22. Let it be assumed, however, for the sake of argument, that the Regulation is not an answer to this suit. Their Lordships would, nevertheless, be of opinion that the appellant has failed to make out his case, or to establish the second of the issues settled in the suit.
23. He comes into Court under a very heavy burthen of proof. He comes to set aside settlements made with a full knowledge of the facts without fraud, and by way of compromise of a disputed right. The boundary line of Mr. Dampier has at least settled the general outline of the Sunderbuns, and shows that, if the appellant''s case be true, his zamindari must have made a very extraordinary indentation into that tract of country. The decision as to the 12,000 bigas is final as to them, but as to nothing more; and even as to part of them the Special Commissioner expressed a doubt whether they had not been gained by encroachment on the Sunderbuns. The appellant is claiming not only cultivated land, but many thousand bigas of jungle, in the face of the strong presumption that jungle in that locality was not included in the settlement of his zamindari.

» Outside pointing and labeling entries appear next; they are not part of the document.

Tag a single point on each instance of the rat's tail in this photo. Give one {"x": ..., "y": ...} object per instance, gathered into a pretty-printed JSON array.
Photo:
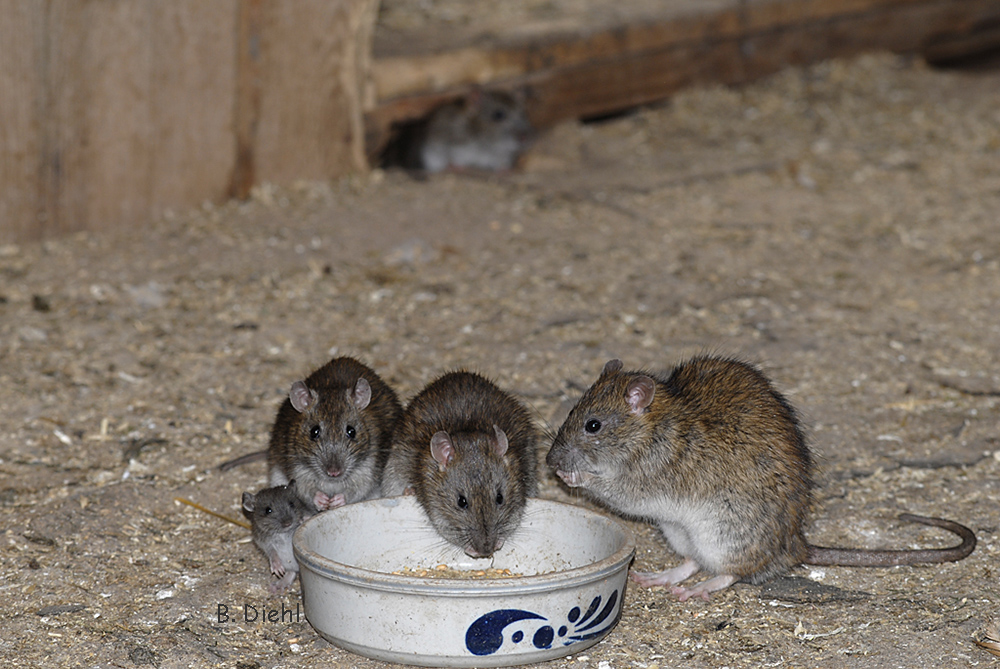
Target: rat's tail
[{"x": 856, "y": 557}]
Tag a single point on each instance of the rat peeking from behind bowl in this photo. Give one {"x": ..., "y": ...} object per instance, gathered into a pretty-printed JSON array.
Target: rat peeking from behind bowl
[
  {"x": 332, "y": 434},
  {"x": 468, "y": 451},
  {"x": 274, "y": 515},
  {"x": 714, "y": 456}
]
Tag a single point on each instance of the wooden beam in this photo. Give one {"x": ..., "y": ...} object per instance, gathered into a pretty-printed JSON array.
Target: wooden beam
[{"x": 595, "y": 70}]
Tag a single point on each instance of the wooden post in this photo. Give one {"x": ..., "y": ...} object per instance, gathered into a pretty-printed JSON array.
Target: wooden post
[{"x": 114, "y": 110}]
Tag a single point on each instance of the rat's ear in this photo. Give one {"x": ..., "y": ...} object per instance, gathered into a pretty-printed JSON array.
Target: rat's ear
[
  {"x": 611, "y": 366},
  {"x": 442, "y": 450},
  {"x": 640, "y": 394},
  {"x": 301, "y": 397},
  {"x": 362, "y": 393},
  {"x": 248, "y": 504},
  {"x": 501, "y": 442}
]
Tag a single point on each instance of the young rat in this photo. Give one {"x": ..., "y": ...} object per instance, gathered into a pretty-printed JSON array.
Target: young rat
[
  {"x": 274, "y": 514},
  {"x": 330, "y": 431},
  {"x": 714, "y": 456},
  {"x": 468, "y": 451},
  {"x": 487, "y": 131}
]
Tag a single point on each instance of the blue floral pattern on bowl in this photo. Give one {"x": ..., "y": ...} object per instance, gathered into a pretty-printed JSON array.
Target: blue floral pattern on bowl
[{"x": 486, "y": 635}]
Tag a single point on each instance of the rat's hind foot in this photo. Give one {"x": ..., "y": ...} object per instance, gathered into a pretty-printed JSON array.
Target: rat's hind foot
[
  {"x": 704, "y": 588},
  {"x": 649, "y": 579},
  {"x": 277, "y": 567},
  {"x": 283, "y": 583}
]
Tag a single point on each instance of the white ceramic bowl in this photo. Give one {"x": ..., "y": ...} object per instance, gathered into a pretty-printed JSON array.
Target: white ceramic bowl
[{"x": 574, "y": 564}]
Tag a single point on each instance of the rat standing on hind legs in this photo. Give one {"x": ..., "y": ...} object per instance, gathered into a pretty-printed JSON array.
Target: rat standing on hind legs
[
  {"x": 715, "y": 457},
  {"x": 274, "y": 515}
]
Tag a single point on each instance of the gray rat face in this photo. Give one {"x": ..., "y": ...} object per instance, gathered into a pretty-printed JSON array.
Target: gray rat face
[
  {"x": 333, "y": 431},
  {"x": 500, "y": 113},
  {"x": 596, "y": 443},
  {"x": 471, "y": 497},
  {"x": 275, "y": 510}
]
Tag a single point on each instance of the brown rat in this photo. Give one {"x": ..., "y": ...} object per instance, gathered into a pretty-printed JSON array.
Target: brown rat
[
  {"x": 715, "y": 456},
  {"x": 469, "y": 452},
  {"x": 486, "y": 130},
  {"x": 274, "y": 515},
  {"x": 332, "y": 434}
]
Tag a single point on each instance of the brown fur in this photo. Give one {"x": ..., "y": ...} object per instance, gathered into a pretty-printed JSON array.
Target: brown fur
[
  {"x": 293, "y": 454},
  {"x": 466, "y": 406},
  {"x": 717, "y": 459}
]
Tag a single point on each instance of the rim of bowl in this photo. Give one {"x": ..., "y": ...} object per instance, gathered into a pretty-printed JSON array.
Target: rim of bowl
[{"x": 487, "y": 587}]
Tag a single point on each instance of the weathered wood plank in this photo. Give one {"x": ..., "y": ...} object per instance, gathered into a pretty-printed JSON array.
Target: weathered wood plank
[
  {"x": 605, "y": 69},
  {"x": 114, "y": 110}
]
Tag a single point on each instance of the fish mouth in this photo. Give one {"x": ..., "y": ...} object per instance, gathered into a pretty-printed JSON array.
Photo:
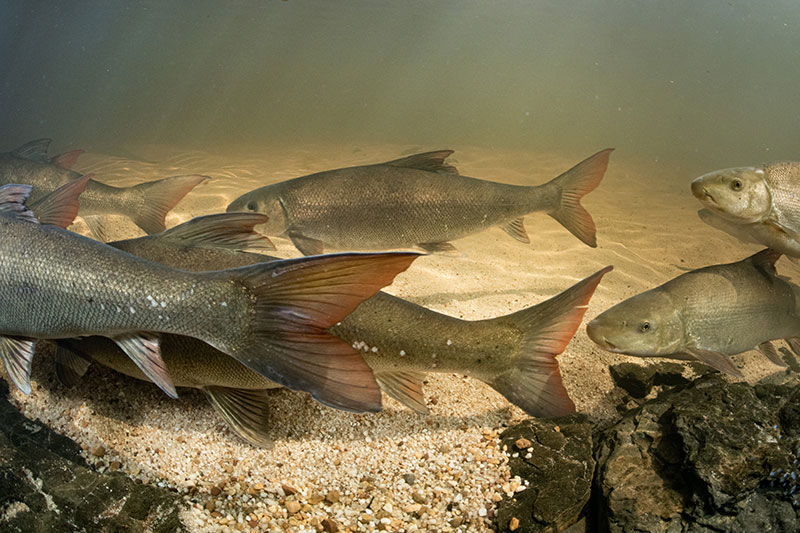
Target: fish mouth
[{"x": 598, "y": 338}]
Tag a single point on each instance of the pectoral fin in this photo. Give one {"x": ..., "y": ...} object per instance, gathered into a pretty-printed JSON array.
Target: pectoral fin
[
  {"x": 70, "y": 366},
  {"x": 96, "y": 227},
  {"x": 716, "y": 360},
  {"x": 444, "y": 248},
  {"x": 60, "y": 207},
  {"x": 405, "y": 387},
  {"x": 768, "y": 349},
  {"x": 143, "y": 349},
  {"x": 306, "y": 245},
  {"x": 516, "y": 228},
  {"x": 245, "y": 411},
  {"x": 17, "y": 355}
]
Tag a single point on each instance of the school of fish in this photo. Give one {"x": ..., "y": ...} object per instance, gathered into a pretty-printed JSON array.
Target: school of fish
[{"x": 200, "y": 305}]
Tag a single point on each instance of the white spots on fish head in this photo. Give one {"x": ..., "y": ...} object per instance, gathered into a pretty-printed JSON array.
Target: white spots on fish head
[{"x": 741, "y": 194}]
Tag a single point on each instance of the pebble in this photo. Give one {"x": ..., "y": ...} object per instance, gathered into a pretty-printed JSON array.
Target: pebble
[
  {"x": 330, "y": 525},
  {"x": 289, "y": 490}
]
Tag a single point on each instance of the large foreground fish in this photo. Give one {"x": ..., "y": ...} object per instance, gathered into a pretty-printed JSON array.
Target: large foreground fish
[
  {"x": 146, "y": 204},
  {"x": 707, "y": 315},
  {"x": 400, "y": 341},
  {"x": 415, "y": 201},
  {"x": 765, "y": 201},
  {"x": 270, "y": 317}
]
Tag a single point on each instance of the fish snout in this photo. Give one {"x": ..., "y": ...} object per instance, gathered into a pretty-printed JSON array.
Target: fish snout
[{"x": 700, "y": 191}]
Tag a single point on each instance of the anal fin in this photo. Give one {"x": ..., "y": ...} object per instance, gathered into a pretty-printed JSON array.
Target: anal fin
[
  {"x": 516, "y": 228},
  {"x": 444, "y": 248},
  {"x": 405, "y": 386},
  {"x": 70, "y": 365},
  {"x": 96, "y": 227},
  {"x": 716, "y": 360},
  {"x": 17, "y": 356},
  {"x": 306, "y": 245},
  {"x": 245, "y": 411},
  {"x": 769, "y": 351},
  {"x": 143, "y": 350}
]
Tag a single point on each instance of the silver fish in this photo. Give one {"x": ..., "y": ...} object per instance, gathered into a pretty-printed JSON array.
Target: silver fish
[
  {"x": 400, "y": 341},
  {"x": 146, "y": 204},
  {"x": 270, "y": 317},
  {"x": 768, "y": 195},
  {"x": 416, "y": 201},
  {"x": 707, "y": 315}
]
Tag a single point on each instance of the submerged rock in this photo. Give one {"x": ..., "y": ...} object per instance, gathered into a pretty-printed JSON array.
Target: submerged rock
[
  {"x": 555, "y": 457},
  {"x": 45, "y": 485},
  {"x": 705, "y": 456}
]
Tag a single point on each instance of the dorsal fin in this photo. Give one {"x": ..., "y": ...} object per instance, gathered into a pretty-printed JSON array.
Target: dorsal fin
[
  {"x": 34, "y": 150},
  {"x": 60, "y": 207},
  {"x": 12, "y": 201},
  {"x": 67, "y": 160},
  {"x": 233, "y": 231},
  {"x": 429, "y": 161},
  {"x": 765, "y": 260}
]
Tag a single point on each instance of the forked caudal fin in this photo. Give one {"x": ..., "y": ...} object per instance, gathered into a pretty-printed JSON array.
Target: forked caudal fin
[
  {"x": 157, "y": 198},
  {"x": 533, "y": 381},
  {"x": 294, "y": 302},
  {"x": 574, "y": 184}
]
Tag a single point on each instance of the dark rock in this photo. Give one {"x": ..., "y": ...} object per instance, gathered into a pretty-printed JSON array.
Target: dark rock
[
  {"x": 635, "y": 379},
  {"x": 45, "y": 485},
  {"x": 711, "y": 456},
  {"x": 559, "y": 470}
]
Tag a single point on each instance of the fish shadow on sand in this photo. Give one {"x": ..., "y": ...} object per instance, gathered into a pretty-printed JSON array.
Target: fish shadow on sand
[
  {"x": 294, "y": 416},
  {"x": 440, "y": 298}
]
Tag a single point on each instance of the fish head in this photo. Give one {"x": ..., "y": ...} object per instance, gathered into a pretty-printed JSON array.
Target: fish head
[
  {"x": 737, "y": 194},
  {"x": 257, "y": 202},
  {"x": 645, "y": 325}
]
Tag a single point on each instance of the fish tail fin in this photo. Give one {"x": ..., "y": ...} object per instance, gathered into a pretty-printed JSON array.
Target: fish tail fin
[
  {"x": 573, "y": 185},
  {"x": 533, "y": 381},
  {"x": 295, "y": 301},
  {"x": 155, "y": 199}
]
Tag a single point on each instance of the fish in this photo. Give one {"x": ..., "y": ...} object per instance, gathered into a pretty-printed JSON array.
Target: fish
[
  {"x": 768, "y": 195},
  {"x": 418, "y": 201},
  {"x": 271, "y": 317},
  {"x": 400, "y": 341},
  {"x": 755, "y": 233},
  {"x": 146, "y": 204},
  {"x": 707, "y": 315}
]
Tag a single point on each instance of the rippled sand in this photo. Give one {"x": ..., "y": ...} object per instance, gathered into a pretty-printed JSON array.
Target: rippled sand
[{"x": 647, "y": 228}]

24. To these presumptions what evidence has he to oppose? Certain vague admissions of his title made by one Collector in 1805 and 1807, and by another Collector in 1812 (the latter only being in a suit), upon the application of a third party for the potta of some lands, of which the precise position is not accurately determined, and which (if any) were at most but a very small part of the lands now in dispute. Besides these, there is the jamabandi of 1826, which, at first sight, is a more important piece of evidence. But of that document it is to be observed that, even if it goes the length of supporting the appellant''s present case to its full extent (which, as regards lot 221, it hardly does), it was prepared by the Court of Wards in the interest of its minor ward; and that its value, as an admission by a Government officer, is destroyed by the fact that more than a year before the date (26th December 1826) which it bears, Government had commenced the suit for the resumption of the 12,000 bigas, which included even the lands now admitted to belong to the settled Mauzas. Their Lordships, therefore, think that the Zilla Court was wrong in holding that the appellant had proved, as a matter of fact, that the lands in question were part of his settled estate. Mr. Field has, however, contended that he is at least entitled to succeed as to the 5,524 bigas. Their Lordships, as they have before stated, believe them to be included in the settlement; and they consider that, rightly or wrongly, this parcel of land has been finally decided to be part of the settled zamindari. They conceive, however, that no decree can be made respecting it in this suit. The settlement in which it is included, was entered into with full knowledge that it was so included, and by way of compromise. It may be that its inclusion in the settlement was part of the compromise, and a consideration for more favourable terms of settlement. For these reasons, their Lordships think that it is impossible to give in this suit any particular relief concerning it. Upon the whole, then, their Lordships have come to the conclusion that the decree of the High Court dismissing the appellant''s suit should be affirmed; and they will humbly recommend Her Majesty to dismiss this appeal with costs.